Uganda inicia contagem dos votos entre denúncias de fraudes

 A contagem dos votos, cujos resultados são esperados dentro de 48 horas, foi filmada pelo canal de televisão privado NBS em várias assembleias de voto em todo o país.

Funcionários com coletes liam os nomes nos boletins de voto, muitas vezes ao ar livre, para algumas dezenas de pessoas.

Muitos observadores veem estas eleições no Uganda como uma formalidade para o atual Presidente, Yoweri Museveni, um antigo líder guerrilheiro de 81 anos, que procura um sétimo mandato consecutivo, confiando no seu controlo total do aparelho eleitoral e de segurança.

A população não tem acesso à internet, que foi desligada pelas autoridades na terça-feira, e uma grande presença de segurança foi mobilizada em todo o país.

O principal opositor de Museveni é o ex-cantor Bobi Wine, de 43 anos, que se autointitula o "presidente do gueto", uma referência ao bairro da sua infância numa das favelas da capital, Kampala.

Problemas técnicos significativos interromperam a votação em todo o país, e a oposição alega que estas interrupções foram um ato "deliberado" para garantir a vitória de Yoweri Museveni.

Depois de votar, rodeado de um forte esquema de segurança e de uma multidão de apoiantes, Bobi Wine - cujo nome verdadeiro é Robert Kyagulanyi - apontou os problemas técnicos do dia "entre outras irregularidades". Wine acusou hoje o Governo de "fraude eleitoral em massa" e de prender membros do seu partido sob o pretexto do apagão da internet, alegações que não puderam ser verificadas.

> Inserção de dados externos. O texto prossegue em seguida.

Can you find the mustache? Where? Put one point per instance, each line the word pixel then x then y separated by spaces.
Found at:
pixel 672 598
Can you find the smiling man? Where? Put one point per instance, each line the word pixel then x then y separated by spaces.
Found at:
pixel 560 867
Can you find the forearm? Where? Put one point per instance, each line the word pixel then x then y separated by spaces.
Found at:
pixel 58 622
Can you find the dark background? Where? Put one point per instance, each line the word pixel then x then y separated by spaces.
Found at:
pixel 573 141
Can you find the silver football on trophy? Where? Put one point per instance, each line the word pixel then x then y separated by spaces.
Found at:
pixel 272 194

O Presidente Museveni, por sua vez, acusou a oposição de ter "fraudado as urnas" durante as eleições presidenciais de 2021, que alega ter ganhado com "mais de 70%" dos votos, e não com 58%, como afirma a comissão eleitoral.

Manifestou confiança em alcançar 80% dos votos na eleição de hoje, mas reconheceu as dificuldades técnicas encontradas pelas máquinas biométricas destinadas a verificar a identidade dos eleitores, de que ele próprio foi testemunha.

"Coloquei a impressão digital do meu polegar direito. A máquina não a aceitou. Por isso, coloquei a do esquerdo. Também não a aceitou", mas "o meu rosto foi aceite pela máquina", disse Museveni à imprensa hoje de manhã, após votar em Rwakitura (oeste do Sudão).

A votação decorreu numa atmosfera "marcada pela repressão e intimidação generalizadas", observou a ONU.